In the midst of exams and final projects, the UT Department of American Studies invites students, faculty and members of the Austin community to take a break and play this Friday.
The “Practices of Play” is a day-long symposium organized by Harrington Faculty Fellowship recipient, Patrick Jagoda.
Jagoda, assistant professor of English at the University of Chicago, concentrates on new media in video games and television. He runs a gaming lab in Chicago, where he conducts research on the topic of play. During his time at UT, he researches experimental games.
“There is some massive cultural fascination in games that is taking place right now,” Jagoda said. “I am interested in how the kinds of games we play in 2014 often times preclude play.”
According to Jagoda, American culture is captivated by sensations such as The Hunger Games, Game of Thrones, World of Warcraft and reality shows. Despite these gaming outlets, Jagoda said playfulness may be diminishing in society.
“I’m exploring what practices and spaces still encourage experimental play in our culture,” Jagoda said. “My hope is to use the symposium to think together about how play gets used as a method, a practice and an object of study across various disciplines.”
Jagoda has invited experts in various disciplines from UT, but also academics from Pratt, UCLA, Carnegie Mellon and the University of Chicago to speak Friday.
The symposium is split into three parts, beginning at 10 a.m. with a section on the playful humanities. Tanya Clement, assistant professor in the School of Information, will speak about her work curating humanities data and evaluating changing resources and technologies.
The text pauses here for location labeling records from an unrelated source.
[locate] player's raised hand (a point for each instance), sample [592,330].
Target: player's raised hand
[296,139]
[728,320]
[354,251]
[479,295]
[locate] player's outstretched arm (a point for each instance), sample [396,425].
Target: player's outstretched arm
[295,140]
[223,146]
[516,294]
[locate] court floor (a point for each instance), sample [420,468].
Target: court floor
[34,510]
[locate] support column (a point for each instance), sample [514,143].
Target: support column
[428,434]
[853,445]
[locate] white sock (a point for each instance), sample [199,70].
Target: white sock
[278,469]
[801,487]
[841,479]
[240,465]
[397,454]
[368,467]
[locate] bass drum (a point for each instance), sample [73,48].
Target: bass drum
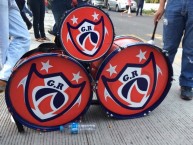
[86,38]
[119,42]
[133,81]
[52,90]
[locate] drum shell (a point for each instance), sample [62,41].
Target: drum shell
[48,68]
[120,42]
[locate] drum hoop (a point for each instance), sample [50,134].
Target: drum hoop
[31,125]
[60,31]
[157,103]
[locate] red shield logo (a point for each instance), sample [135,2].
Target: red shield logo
[86,39]
[48,95]
[137,84]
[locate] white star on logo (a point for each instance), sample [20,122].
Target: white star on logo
[74,20]
[76,77]
[95,16]
[46,66]
[141,55]
[111,69]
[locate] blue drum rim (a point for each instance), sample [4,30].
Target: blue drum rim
[37,127]
[157,103]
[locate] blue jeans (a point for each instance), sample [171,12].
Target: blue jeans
[178,21]
[12,25]
[59,8]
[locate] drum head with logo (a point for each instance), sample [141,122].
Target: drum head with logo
[47,91]
[86,33]
[119,42]
[134,81]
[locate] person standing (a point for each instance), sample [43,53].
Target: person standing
[21,5]
[38,9]
[59,8]
[128,7]
[178,24]
[140,7]
[13,26]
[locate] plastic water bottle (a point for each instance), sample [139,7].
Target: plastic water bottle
[75,128]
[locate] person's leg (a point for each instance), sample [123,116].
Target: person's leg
[137,12]
[186,77]
[26,10]
[26,20]
[173,28]
[58,8]
[18,45]
[35,8]
[41,20]
[4,29]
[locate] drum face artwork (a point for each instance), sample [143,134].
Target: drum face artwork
[134,81]
[52,90]
[86,38]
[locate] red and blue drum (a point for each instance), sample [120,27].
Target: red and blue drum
[86,38]
[119,42]
[48,90]
[134,81]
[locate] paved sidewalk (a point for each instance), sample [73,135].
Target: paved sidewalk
[171,123]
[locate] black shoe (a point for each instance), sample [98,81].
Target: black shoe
[186,93]
[29,27]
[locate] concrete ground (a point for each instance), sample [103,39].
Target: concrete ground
[171,123]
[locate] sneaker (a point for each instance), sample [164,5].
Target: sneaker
[186,93]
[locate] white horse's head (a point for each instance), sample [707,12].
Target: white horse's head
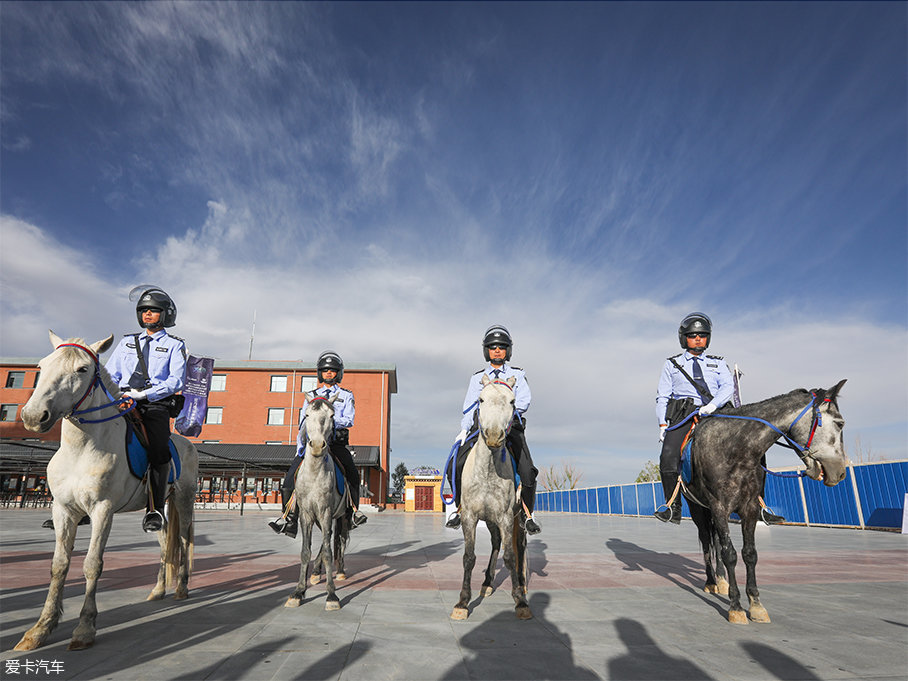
[319,423]
[496,409]
[66,377]
[826,459]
“I understand play as a situated and social, world-making and world-weary, rule-aware and rule-breaking, real-time act of performing critical interpretation,” Clement wrote on the symposium blog.
The second section of the symposium is interactive and focuses on education and play. Symposium participants will be prompted to design a game on a board that speaks to different social and political issues in Austin. The third panel is about art and games.
“The final session will feature two amazing art game creators — Eddo Stern from UCLA and Paolo Pedercini from Carnegie Mellon,” Jagoda said. “Paolo creates anti-capitalist and critical video games. Eddo makes short films and mixed media digital games that involve theatrical and game components.”
Graduate student and doctoral candidate Carrie Anderson is working on a dissertation in American Studies about the cultural impact of drones, including the representation of drone technology in video games. Anderson is most excited for the group discussion at the end of the symposium.
“I think whenever you get a lot of people in a room who do different things in different fields, the kinds of conversations that can emerge from that interdisciplinary mix are always really, really exciting,” Anderson said. “I’m really excited about that cross-pollination and seeing what emerges from
Both Anderson and Jagoda encourage attendees from various and diverse academic and cultural backgrounds.
“There aren’t a whole lot of events that bring together that kind of weird mix of people,” Anderson said. “My experience is going to be so different from someone who is just a real fan of Halo, for example.”